Helium leaks through cracks should not be confused with gas permeation through a bulk material. While helium has documented permeation constants (thus a calculable permeation rate) through glasses, ceramics, and synthetic materials, inert gases such as helium will not permeate most bulk metals.<<<
Further, high pressure containers are dangerous as they might have an outward failure. That is unlikely to be the case with a drive that is at say .5 atm as the pressure is directed inwards, so the worst case over is most probably a drive filled with air or a slightly crumpled drive. (as a thought experiment think about how submarines implode instead of exploding when the hull encounters pressures beyond what it can handle)
Helium gets you low density at standard pressure. I am guessing that they prefer not to construct hard drives as pressure vessels. Probably that makes thermal conductivity, among other things, a problem.

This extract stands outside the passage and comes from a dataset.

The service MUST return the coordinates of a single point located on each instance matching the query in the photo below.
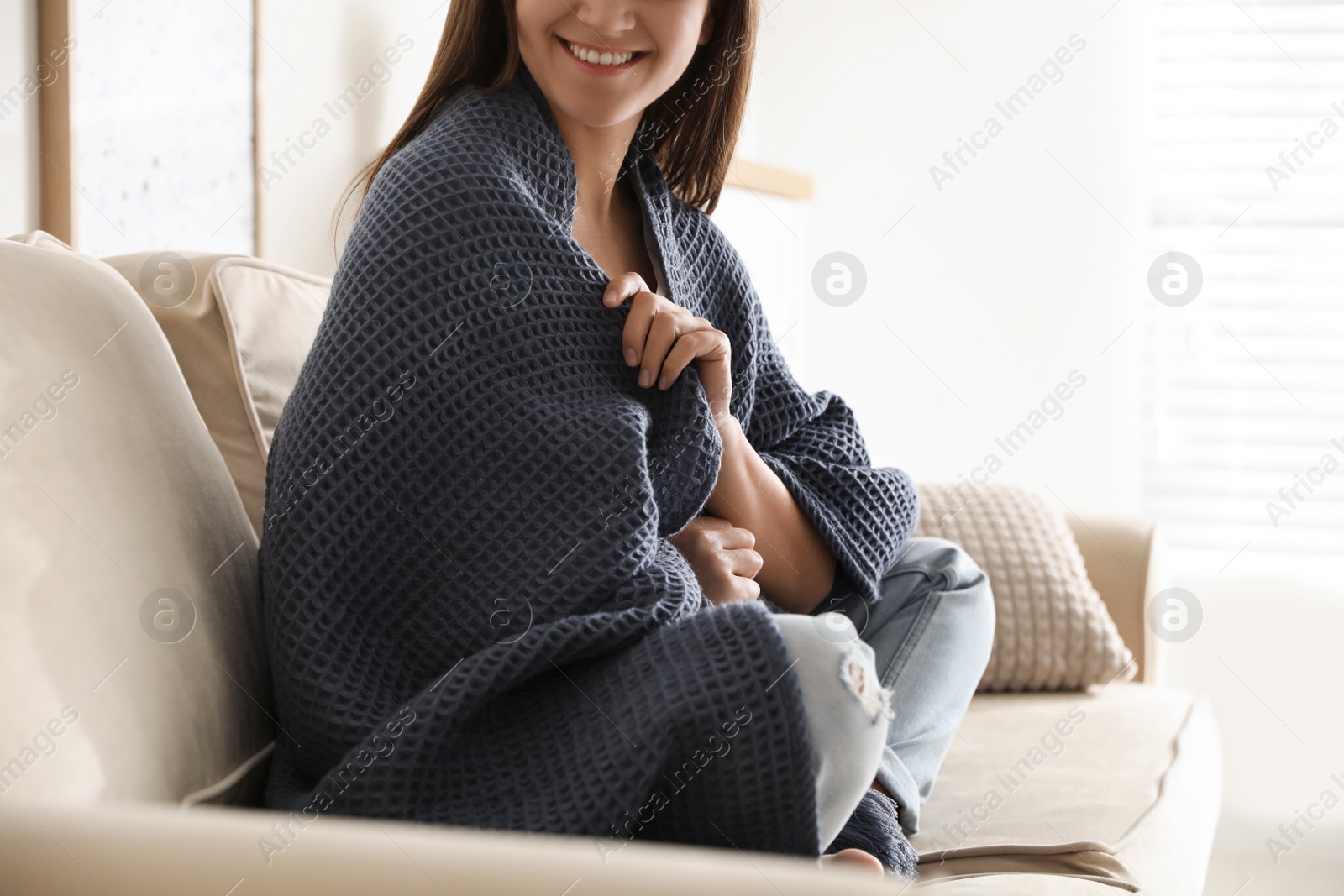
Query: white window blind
(1247, 383)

The idea of using helium in a hard drive
is old, goes back at least 20 years.
As I recall, the main reason for using helium
is that it conducts heat better. Heat? Yes,
the spinning drive acts like a centrifugal pump
which moves the gas and heats it.
>>>At one-seventh the density of air, helium produces less drag on the moving components of a drive - the spinning disk platters and actuator arms -- which translates into less friction and lower operating temperatures.<<<
This appears to be a slight misunderstanding as the density of any gas is variable and we have found that it is directly proportional to the unit weight of the substance, the pressure and inversely proportional to temperature. It is not fixed. They could have easily achieved the result in multiple ways. For instance, to reduce density it might have been easier to simply reduce pressure and then create a hermetically sealed chamber with a reasonably inert gas with low atomic or molecular mass such as nitrogen. This should have saved them a lot of trouble as helium is actually pretty hard to contain. An alternative nitrogen based solution would also have been good enough for a long enough period of time and it could have been achieved in a much less expensive manner. (they say in the article that successfully trapping helium for a long enough period of time required a decade of research. This is a relatively solved problem for gases such as nitrogen)
I am sure that the people at Western Digital can see something that I don't - I'm just curious as to what that insight is. What makes helium worth all of the trouble?